A population of mesenchymal stem cells, termed CXC chemokine ligand (CXCL)12-abundant reticular (CAR) cells or leptin receptor-expressing cells, are the major cellular component of niches for haematopoietic stem cells (HSCs) in murine bone marrow. CAR cells are characterized by several salient features, including much higher expression of CXCL12, stem cell factor (SCF), forkhead box C1 (FOXC1) and early B-cell factor 3 (EBF3), which are essential for HSC maintenance, than other cells. However, the human counterpart of CAR cells has not been fully described. Here, we show the presence of cells expressing much higher CXCL12 than other cells in human adult bone marrow using a flow cytometry-based in situ technique that enables high-throughput detection of mRNA at single-cell resolution. Most CXCL12hi cells expressed high levels of SCF, FOXC1 and EBF3 and had the potential to differentiate into adipocytes and osteoblasts. Histologically, the nuclei of CXCL12hi cells were identified and quantified by EBF3 expression in fixed marrow sections.
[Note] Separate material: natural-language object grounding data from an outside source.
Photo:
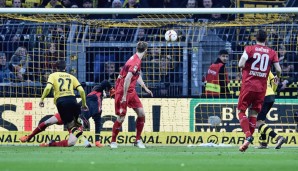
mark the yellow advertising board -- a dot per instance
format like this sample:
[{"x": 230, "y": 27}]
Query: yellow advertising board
[{"x": 162, "y": 115}]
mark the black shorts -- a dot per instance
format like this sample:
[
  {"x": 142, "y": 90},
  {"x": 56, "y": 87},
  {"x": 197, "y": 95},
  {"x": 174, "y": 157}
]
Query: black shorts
[
  {"x": 94, "y": 105},
  {"x": 267, "y": 104},
  {"x": 68, "y": 108}
]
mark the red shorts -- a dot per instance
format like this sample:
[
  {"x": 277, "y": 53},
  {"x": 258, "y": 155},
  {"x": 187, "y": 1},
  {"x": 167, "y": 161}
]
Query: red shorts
[
  {"x": 251, "y": 98},
  {"x": 132, "y": 101},
  {"x": 60, "y": 122}
]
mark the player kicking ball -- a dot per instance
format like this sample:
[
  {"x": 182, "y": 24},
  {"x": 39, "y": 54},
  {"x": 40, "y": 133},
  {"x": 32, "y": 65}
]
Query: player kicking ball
[
  {"x": 264, "y": 130},
  {"x": 255, "y": 63},
  {"x": 126, "y": 95}
]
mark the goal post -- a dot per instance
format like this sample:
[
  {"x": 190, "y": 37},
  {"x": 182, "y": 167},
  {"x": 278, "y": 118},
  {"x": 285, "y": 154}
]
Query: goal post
[{"x": 96, "y": 47}]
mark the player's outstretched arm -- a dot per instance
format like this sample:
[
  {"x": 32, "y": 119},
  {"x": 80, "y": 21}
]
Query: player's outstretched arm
[
  {"x": 45, "y": 93},
  {"x": 127, "y": 82},
  {"x": 83, "y": 97},
  {"x": 243, "y": 60},
  {"x": 278, "y": 69},
  {"x": 141, "y": 82}
]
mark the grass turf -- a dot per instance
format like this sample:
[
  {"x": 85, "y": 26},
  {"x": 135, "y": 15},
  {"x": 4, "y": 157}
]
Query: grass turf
[{"x": 33, "y": 158}]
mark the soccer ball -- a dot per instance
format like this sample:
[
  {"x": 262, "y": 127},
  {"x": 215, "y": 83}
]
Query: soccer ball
[{"x": 171, "y": 36}]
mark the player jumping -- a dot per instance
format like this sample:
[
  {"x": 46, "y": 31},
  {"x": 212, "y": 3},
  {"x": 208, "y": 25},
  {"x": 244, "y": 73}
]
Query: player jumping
[
  {"x": 94, "y": 103},
  {"x": 66, "y": 103},
  {"x": 255, "y": 63},
  {"x": 126, "y": 95}
]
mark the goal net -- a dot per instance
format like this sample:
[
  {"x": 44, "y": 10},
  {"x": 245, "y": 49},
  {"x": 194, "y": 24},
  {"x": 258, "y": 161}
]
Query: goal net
[{"x": 96, "y": 48}]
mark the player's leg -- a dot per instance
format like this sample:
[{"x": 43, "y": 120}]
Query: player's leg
[
  {"x": 115, "y": 130},
  {"x": 135, "y": 103},
  {"x": 140, "y": 121},
  {"x": 261, "y": 120},
  {"x": 69, "y": 111},
  {"x": 120, "y": 109},
  {"x": 245, "y": 100},
  {"x": 252, "y": 121},
  {"x": 41, "y": 127},
  {"x": 243, "y": 103},
  {"x": 97, "y": 122}
]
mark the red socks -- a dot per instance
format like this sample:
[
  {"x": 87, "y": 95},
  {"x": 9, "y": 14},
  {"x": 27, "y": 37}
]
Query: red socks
[
  {"x": 41, "y": 127},
  {"x": 116, "y": 129},
  {"x": 139, "y": 126},
  {"x": 244, "y": 123},
  {"x": 63, "y": 143},
  {"x": 252, "y": 124}
]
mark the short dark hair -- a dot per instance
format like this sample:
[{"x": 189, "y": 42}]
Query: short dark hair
[
  {"x": 223, "y": 52},
  {"x": 61, "y": 65},
  {"x": 2, "y": 54},
  {"x": 142, "y": 46},
  {"x": 261, "y": 36}
]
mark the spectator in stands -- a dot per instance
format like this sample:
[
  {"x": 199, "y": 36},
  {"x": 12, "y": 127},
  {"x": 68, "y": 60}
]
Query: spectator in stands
[
  {"x": 54, "y": 4},
  {"x": 285, "y": 59},
  {"x": 16, "y": 4},
  {"x": 175, "y": 3},
  {"x": 68, "y": 3},
  {"x": 141, "y": 35},
  {"x": 5, "y": 74},
  {"x": 74, "y": 6},
  {"x": 216, "y": 16},
  {"x": 2, "y": 3},
  {"x": 205, "y": 4},
  {"x": 19, "y": 62},
  {"x": 191, "y": 4},
  {"x": 51, "y": 56},
  {"x": 87, "y": 4},
  {"x": 110, "y": 73},
  {"x": 116, "y": 4},
  {"x": 168, "y": 76},
  {"x": 217, "y": 77},
  {"x": 131, "y": 4}
]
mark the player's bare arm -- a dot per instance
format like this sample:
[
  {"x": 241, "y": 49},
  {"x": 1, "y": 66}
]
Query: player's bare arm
[
  {"x": 141, "y": 82},
  {"x": 45, "y": 93},
  {"x": 243, "y": 60},
  {"x": 83, "y": 97},
  {"x": 127, "y": 82},
  {"x": 278, "y": 69}
]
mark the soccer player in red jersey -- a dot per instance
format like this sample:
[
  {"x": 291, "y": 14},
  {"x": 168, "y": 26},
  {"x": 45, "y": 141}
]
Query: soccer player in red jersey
[
  {"x": 255, "y": 63},
  {"x": 126, "y": 95}
]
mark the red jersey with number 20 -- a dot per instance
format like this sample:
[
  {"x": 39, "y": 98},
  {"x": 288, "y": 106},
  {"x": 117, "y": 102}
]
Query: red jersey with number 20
[
  {"x": 257, "y": 67},
  {"x": 132, "y": 65}
]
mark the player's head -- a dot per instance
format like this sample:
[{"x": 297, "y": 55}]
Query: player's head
[
  {"x": 61, "y": 65},
  {"x": 223, "y": 55},
  {"x": 261, "y": 36},
  {"x": 142, "y": 47},
  {"x": 104, "y": 85}
]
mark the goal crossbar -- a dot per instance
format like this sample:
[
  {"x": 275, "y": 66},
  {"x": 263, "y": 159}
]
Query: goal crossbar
[{"x": 146, "y": 10}]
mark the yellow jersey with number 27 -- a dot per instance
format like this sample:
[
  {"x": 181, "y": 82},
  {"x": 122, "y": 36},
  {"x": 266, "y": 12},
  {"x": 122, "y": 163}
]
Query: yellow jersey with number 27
[{"x": 63, "y": 83}]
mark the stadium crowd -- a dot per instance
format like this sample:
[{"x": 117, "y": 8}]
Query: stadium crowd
[{"x": 28, "y": 51}]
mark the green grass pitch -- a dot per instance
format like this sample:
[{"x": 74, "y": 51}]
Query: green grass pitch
[{"x": 153, "y": 158}]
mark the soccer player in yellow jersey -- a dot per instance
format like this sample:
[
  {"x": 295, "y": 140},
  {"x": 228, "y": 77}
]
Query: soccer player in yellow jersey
[
  {"x": 69, "y": 109},
  {"x": 264, "y": 129}
]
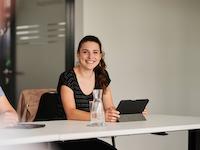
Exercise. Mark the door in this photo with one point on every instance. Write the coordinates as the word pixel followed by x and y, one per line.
pixel 7 49
pixel 41 27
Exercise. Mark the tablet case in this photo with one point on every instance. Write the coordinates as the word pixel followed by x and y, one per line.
pixel 131 110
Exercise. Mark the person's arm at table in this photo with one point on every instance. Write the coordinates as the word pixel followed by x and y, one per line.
pixel 8 115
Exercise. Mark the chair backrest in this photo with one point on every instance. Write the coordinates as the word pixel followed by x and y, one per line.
pixel 29 101
pixel 50 108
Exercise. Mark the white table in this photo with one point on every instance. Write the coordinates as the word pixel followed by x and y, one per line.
pixel 70 130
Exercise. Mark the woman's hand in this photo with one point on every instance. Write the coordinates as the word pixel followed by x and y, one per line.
pixel 112 115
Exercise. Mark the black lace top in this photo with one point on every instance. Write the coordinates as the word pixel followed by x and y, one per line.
pixel 69 79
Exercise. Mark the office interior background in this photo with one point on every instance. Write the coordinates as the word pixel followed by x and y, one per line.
pixel 152 50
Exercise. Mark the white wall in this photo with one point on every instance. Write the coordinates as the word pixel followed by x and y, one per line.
pixel 152 51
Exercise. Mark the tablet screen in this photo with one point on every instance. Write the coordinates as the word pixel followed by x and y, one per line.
pixel 132 106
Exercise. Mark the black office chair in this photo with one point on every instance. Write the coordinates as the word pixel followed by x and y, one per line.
pixel 50 108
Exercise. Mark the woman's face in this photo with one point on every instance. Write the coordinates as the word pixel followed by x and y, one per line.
pixel 89 55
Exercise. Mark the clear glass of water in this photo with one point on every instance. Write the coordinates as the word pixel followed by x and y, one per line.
pixel 97 117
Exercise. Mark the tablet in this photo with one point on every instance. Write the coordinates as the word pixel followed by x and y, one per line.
pixel 27 126
pixel 131 110
pixel 132 106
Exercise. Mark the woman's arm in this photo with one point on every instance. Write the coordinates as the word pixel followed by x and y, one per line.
pixel 8 116
pixel 67 97
pixel 111 114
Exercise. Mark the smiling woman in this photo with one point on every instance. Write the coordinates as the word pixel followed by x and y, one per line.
pixel 76 85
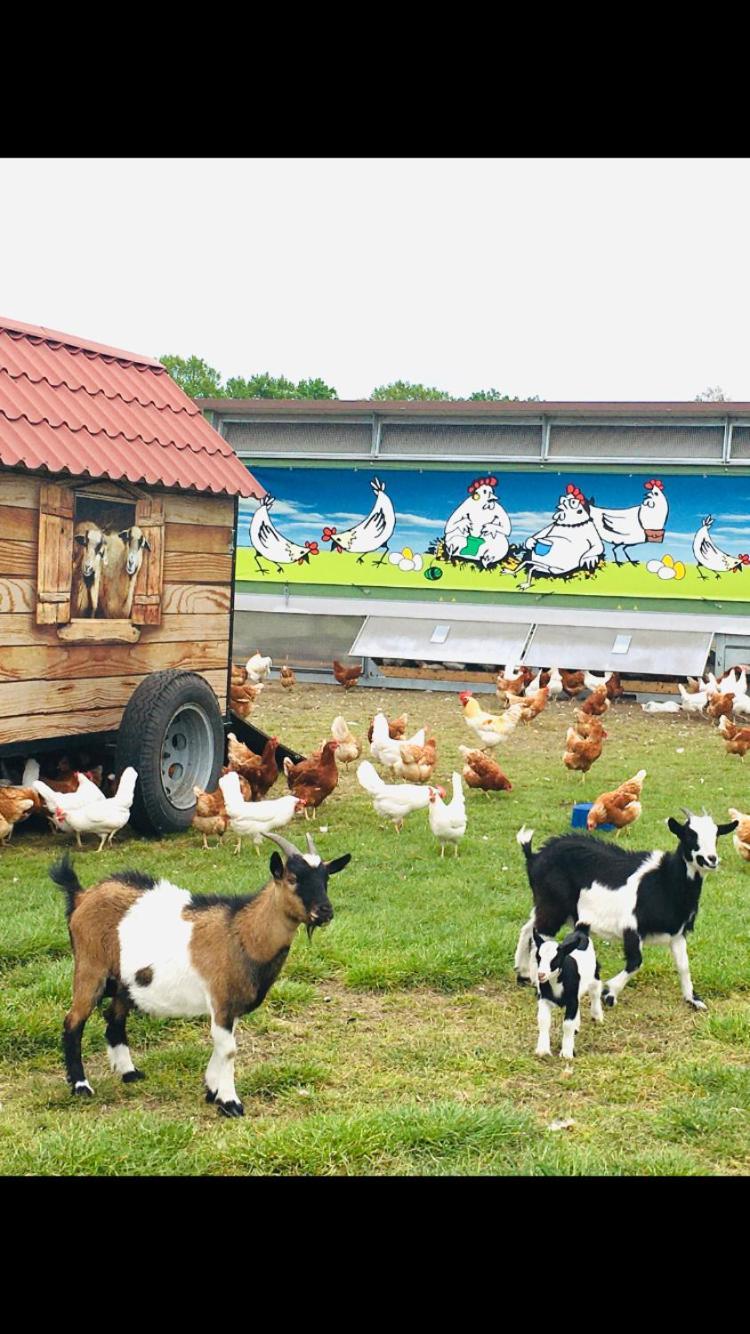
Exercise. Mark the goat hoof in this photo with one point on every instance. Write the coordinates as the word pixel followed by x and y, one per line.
pixel 230 1109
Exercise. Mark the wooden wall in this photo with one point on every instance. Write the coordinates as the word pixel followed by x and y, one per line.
pixel 48 689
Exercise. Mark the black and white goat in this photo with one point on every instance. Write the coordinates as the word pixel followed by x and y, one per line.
pixel 159 949
pixel 565 974
pixel 638 898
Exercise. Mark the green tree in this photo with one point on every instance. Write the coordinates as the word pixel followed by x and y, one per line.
pixel 195 376
pixel 405 390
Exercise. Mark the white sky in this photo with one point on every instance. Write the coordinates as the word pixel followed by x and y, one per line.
pixel 570 279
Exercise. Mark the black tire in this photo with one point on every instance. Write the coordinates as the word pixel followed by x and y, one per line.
pixel 172 734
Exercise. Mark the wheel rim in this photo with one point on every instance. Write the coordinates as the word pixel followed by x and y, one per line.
pixel 187 755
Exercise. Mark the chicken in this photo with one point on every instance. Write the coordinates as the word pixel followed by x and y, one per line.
pixel 489 727
pixel 482 771
pixel 415 763
pixel 16 805
pixel 372 534
pixel 211 813
pixel 597 702
pixel 315 778
pixel 393 801
pixel 621 807
pixel 533 705
pixel 573 682
pixel 348 746
pixel 260 770
pixel 741 838
pixel 103 817
pixel 447 821
pixel 737 738
pixel 397 730
pixel 709 556
pixel 254 819
pixel 346 677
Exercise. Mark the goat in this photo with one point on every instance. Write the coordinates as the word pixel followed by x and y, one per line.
pixel 565 973
pixel 123 559
pixel 166 951
pixel 638 898
pixel 88 555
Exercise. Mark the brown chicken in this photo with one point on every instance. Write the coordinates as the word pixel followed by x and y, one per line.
pixel 619 807
pixel 211 814
pixel 260 771
pixel 597 702
pixel 485 773
pixel 346 677
pixel 737 738
pixel 314 779
pixel 573 682
pixel 397 730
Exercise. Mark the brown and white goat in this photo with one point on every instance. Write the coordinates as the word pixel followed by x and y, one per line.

CXCL12hi cells sorted from residual bone marrow aspirates of chronic myeloid leukaemia patients expressed reduced levels of CXCL12, SCF, FOXC1 and EBF3 in correlation with increased leukaemic burden. Together, we identified the human counterpart of CAR cells, enabling the evaluation of their alterations in various haematological disorders by flow cytometric and histological analyses.